India is actively pursuing access to Anthropic’s advanced AI model, Mythos, as part of Project Glasswing to bolster defenses against emerging AI-driven cybersecurity threats. However, strict data residency laws and selective access policies currently hinder Indian firms’ full engagement with the initiative.
- India seeks to include domestic firms in Anthropic’s Project Glasswing
- Data localization rules complicate Mythos access for Indian payment providers
- Government coordinates with RBI and international partners on AI security
What happened
The Indian Ministry of Electronics and Information Technology is in active discussions with the US government and Anthropic to grant Indian companies access to Claude Mythos under Project Glasswing. Currently, no Indian firms are among the approximately 40 organizations participating in the program, which focuses on leveraging AI to autonomously identify software vulnerabilities across critical platforms.
This initiative has gained urgency following the release of Mythos, which accentuates the risks of AI exploited cyber threats. Government officials acknowledge the threat from other emerging AI models potentially entering the market without advance notice, prompting India to build defensive capacities proactively. High-level meetings involving key financial and cybersecurity institutions have underscored the significance and unprecedented nature of this cyber challenge.
Why it matters
Anthropic's Mythos capabilities highlight a strategic technology divide, with the US and its allies positioned to maintain a decisive lead in AI-powered cybersecurity. India’s efforts to gain access signal recognition of this technology's importance for both national security and its global tech industry, as Indian firms manage crucial software components worldwide.

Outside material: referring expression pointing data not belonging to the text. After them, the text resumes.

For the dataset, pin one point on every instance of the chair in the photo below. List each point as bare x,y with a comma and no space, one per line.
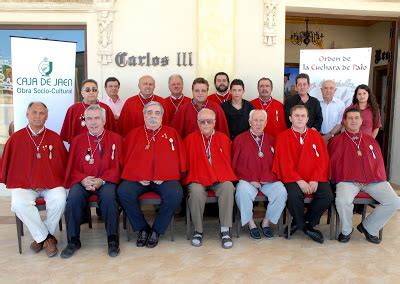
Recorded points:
331,212
211,198
151,198
259,198
363,199
41,206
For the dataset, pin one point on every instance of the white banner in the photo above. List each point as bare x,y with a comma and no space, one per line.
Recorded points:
347,67
42,70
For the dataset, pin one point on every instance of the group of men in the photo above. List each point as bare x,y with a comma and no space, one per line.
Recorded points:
163,145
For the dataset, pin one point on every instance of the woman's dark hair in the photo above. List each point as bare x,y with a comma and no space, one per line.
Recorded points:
371,101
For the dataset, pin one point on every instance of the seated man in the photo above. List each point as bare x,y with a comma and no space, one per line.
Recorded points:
209,157
74,122
253,154
93,168
357,165
301,163
154,160
33,165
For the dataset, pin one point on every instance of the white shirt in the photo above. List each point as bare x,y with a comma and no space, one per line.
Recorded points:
115,107
332,114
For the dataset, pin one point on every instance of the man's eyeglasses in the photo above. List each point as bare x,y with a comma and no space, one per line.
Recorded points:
87,90
206,121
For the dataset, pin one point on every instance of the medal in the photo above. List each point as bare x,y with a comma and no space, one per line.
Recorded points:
50,153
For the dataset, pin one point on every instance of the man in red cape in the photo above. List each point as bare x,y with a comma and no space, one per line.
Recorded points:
93,168
132,111
276,114
253,154
33,165
154,161
221,83
74,122
176,100
357,165
301,163
185,120
209,157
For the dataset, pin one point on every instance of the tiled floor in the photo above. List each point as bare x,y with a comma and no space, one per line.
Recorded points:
298,260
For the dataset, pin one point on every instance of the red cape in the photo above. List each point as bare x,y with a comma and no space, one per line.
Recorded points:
170,108
247,164
185,120
276,116
132,114
21,169
103,167
159,162
294,161
217,99
73,118
200,169
347,165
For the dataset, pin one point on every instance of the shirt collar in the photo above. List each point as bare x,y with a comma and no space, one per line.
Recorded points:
33,132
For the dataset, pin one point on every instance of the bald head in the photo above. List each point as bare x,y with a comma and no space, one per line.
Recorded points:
146,86
328,90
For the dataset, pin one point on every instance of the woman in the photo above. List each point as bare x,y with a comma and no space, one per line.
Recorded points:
237,110
364,100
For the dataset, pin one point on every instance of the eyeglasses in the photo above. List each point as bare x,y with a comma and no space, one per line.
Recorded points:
206,121
87,90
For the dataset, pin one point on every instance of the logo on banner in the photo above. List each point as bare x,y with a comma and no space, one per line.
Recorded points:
45,67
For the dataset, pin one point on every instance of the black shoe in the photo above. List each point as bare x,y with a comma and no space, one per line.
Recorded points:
254,233
113,248
152,241
293,229
368,236
142,238
315,235
344,238
70,249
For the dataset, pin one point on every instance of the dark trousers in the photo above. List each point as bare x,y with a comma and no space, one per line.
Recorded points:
321,201
171,195
77,205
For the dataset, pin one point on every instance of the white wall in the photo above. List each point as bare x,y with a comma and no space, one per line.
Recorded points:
254,59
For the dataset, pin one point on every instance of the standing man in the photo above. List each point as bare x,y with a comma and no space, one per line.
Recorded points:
154,161
33,165
209,157
185,120
132,112
221,83
93,168
74,122
176,99
113,100
303,98
276,115
332,111
301,163
253,154
357,165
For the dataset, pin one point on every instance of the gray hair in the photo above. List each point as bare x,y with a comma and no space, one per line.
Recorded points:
153,103
206,110
96,107
260,110
173,76
37,103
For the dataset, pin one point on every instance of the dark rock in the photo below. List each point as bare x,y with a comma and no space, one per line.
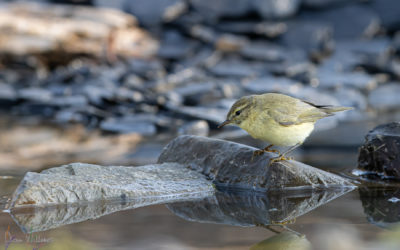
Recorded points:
69,115
98,90
230,164
350,97
7,93
35,94
318,39
147,68
263,51
360,80
154,12
199,128
253,208
127,95
388,11
235,68
111,188
273,9
381,205
270,29
270,84
323,3
212,10
230,42
175,46
192,90
385,97
365,25
76,100
379,157
214,115
129,125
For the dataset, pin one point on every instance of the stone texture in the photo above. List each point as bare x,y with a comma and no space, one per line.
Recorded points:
388,11
154,12
365,25
381,205
199,127
215,9
44,218
253,209
229,164
379,157
79,182
385,97
273,9
319,38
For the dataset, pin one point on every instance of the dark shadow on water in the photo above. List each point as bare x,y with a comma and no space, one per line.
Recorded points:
242,208
237,208
381,205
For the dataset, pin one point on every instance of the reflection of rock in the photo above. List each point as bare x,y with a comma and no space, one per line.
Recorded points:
80,182
250,209
45,218
284,241
380,154
230,164
381,205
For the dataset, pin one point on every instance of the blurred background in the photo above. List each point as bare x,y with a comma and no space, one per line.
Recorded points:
111,82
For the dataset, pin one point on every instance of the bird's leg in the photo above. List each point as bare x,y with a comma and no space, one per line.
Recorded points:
281,157
266,149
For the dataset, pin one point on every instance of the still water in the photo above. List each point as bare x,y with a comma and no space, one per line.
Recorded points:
364,218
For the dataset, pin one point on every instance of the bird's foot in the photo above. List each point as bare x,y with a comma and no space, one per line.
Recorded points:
268,149
279,158
257,153
284,223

However, the country faces significant compliance challenges due to its data localization regulations, particularly impacting entities like the National Payments Corporation of India. The requirement for all payment transaction data to be stored domestically conflicts with Mythos’s operational model of using US-based servers. This legal and operational impasse complicates broader participation and necessitates careful policy calibration to avoid exclusion.
What to watch next
The government’s ongoing negotiations and logistical arrangements with US authorities and Anthropic will be critical in determining if and when Indian companies can integrate with Project Glasswing. The outcome will influence India’s cybersecurity posture amid rising AI-driven cyber threats and shape future policy on access to advanced AI tools.
Additionally, how India resolves the compliance issues around data localization, alongside the development of a national framework for governing high-capability AI models, will be essential to monitor. The evolution of rival AI models globally and any potential unauthorized disclosures of such technologies will also impact Indian cybersecurity strategies moving forward.